Who Gets Rich Off Your Parking Tickets?

May 19th 2015

Dante Atkins

When you park at a city meter, you think you know what happens: you make your payment, and the city collects it. If you forget to pay or stay too long, a parking enforcement person from the city will write you a ticket, and then you owe the city even more money. Oh well—at least you’re helping to fund vital city services, so those parking meter payments have a silver lining.

Unless you’re in Chicago. In that case, your parking meter fees line the pockets of Wall Street banks and the oil sheiks of the United Arab Emirates. And unless you survive to a very old age, they will continue to for as long as you live.

How is that possible?

In a word, privatization. What is the privatization? It is the process of leasing or selling government assets to the private sector. Privatization is especially popular among fiscal conservatives who tend to believe that privatizing government services will result in higher efficiency and lower costs. Privatized prisons are perhaps the most well-known example of private corporations taking charge of public facilities—it’s a $70 billion industry that creates perverse incentives for governments—but it doesn’t end there. Privatization is an increasing trend in our nation’s museums, airports, parks, and zoos. Even the cafeteria and janitorial services in the United States Senate are outsourced to a private company.

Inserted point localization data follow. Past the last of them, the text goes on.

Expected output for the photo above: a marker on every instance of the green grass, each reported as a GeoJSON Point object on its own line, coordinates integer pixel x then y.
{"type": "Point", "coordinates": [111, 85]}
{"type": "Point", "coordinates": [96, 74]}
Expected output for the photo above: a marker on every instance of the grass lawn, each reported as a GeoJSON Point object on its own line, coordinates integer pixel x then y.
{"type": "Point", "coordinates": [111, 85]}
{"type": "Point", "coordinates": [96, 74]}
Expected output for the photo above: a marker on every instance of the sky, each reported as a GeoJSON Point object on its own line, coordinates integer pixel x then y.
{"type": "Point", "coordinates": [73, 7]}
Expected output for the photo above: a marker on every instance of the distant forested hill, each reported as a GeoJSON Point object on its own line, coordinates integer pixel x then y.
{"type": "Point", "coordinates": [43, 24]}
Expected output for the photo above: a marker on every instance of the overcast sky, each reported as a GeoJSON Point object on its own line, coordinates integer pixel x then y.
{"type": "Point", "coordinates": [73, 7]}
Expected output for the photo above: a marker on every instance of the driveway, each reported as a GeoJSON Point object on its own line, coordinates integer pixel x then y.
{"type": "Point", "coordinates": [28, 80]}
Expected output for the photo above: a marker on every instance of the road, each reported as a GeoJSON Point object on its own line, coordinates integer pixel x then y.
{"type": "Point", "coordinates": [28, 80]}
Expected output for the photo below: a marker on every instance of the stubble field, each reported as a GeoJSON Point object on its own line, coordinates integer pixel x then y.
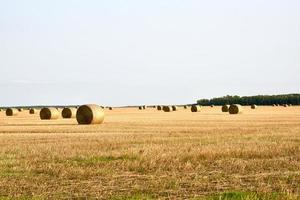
{"type": "Point", "coordinates": [152, 155]}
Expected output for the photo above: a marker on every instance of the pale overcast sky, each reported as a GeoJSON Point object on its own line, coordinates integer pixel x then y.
{"type": "Point", "coordinates": [127, 52]}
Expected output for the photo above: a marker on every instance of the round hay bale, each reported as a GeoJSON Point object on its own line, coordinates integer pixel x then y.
{"type": "Point", "coordinates": [174, 108]}
{"type": "Point", "coordinates": [253, 106]}
{"type": "Point", "coordinates": [90, 114]}
{"type": "Point", "coordinates": [225, 108]}
{"type": "Point", "coordinates": [11, 112]}
{"type": "Point", "coordinates": [196, 108]}
{"type": "Point", "coordinates": [235, 109]}
{"type": "Point", "coordinates": [32, 111]}
{"type": "Point", "coordinates": [167, 109]}
{"type": "Point", "coordinates": [49, 113]}
{"type": "Point", "coordinates": [69, 113]}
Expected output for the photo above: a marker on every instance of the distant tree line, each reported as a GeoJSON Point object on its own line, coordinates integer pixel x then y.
{"type": "Point", "coordinates": [293, 99]}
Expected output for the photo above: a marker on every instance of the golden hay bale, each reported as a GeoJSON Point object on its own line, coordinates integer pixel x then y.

Sometimes, though, ideology and efficiency aren’t nearly as motivating as desperation. Cities facing tight budget crunches will literally sell off long-term revenue streams to private entities for a quick infusion of cash. Usually, it’s a bad deal for the city, and the privatization of the parking meters in Chicago is probably the most painful example.

In 2008, the City of Chicago was facing a particularly bad year in a series of crippling budget shortages. In an effort to find a short-term cash infusion, Mayor Daley sold the rights to the city’s parking meters to an entity called Chicago Parking Meters, LLC—a private consortium whose members include a handful of big banks and the sovereign wealth fund of Abu Dhabi. The terms of the deal: the private group paid the City of Chicago $1.2 billion up front—but in exchange, they own all the parking meter revenue for the entire city for the next 75 years.

On its face, this was a bad deal for Chicago taxpayers. The total revenue that Chicago’s parking meters will end up generating over 75 years will far exceed the $1.2 billion that the city received from selling its revenue stream. That’s bad enough. Even worse for the city? The terms of the lease require the city to guarantee the private consortium a consistent revenue stream. Almost immediately after the deal went into effect, the rates at Chicago’s meters spiked, and profits for the private leaseholders are guaranteed at that rate because the city can’t reduce the rates without paying the difference to the private investors.

But that’s not all. Each meter is given an assessment of how much it is expected to earn per day. If the city were to remove the meter for some reason, it would have to pay a lump sum in advance of how much money that meter would have been expected to make over the lifetime of the deal. That applies to temporary closures, too, when the city wants to shut down a street for a parade or some other public event. In that case, they’re contractually obligated to pay for the loss in revenue based on the expected daily intake of all the meters that were shut down.

Is there anything the city can do about this?

Likely not, outside of nibble around the edges. There is a legal theory that the contract is unenforceable because cities are not allowed to abdicate their own police powers to a private entity, and a lawsuit to that effect is pending. Barring that, the city could theoretically buy its way out of this horrible deal, but it simply can’t afford to: doing so would require paying back the money it received for the right to the meter revenue in the first place, and the city simply doesn’t have that kind of money to spend.

The case of Chicago’s parking meters may be the most egregious example, but the problem isn’t unique: many state and local budgets fell into red ink during the recession, and some made the decision to sell off public assets to plug a budget hole and keep the lights on. But such deals are only a quick fix with no lasting value. After all, you can only sell something once. And as the City of Chicago is finding out the hard way: in these types of situations, a bad deal is far worse than no deal.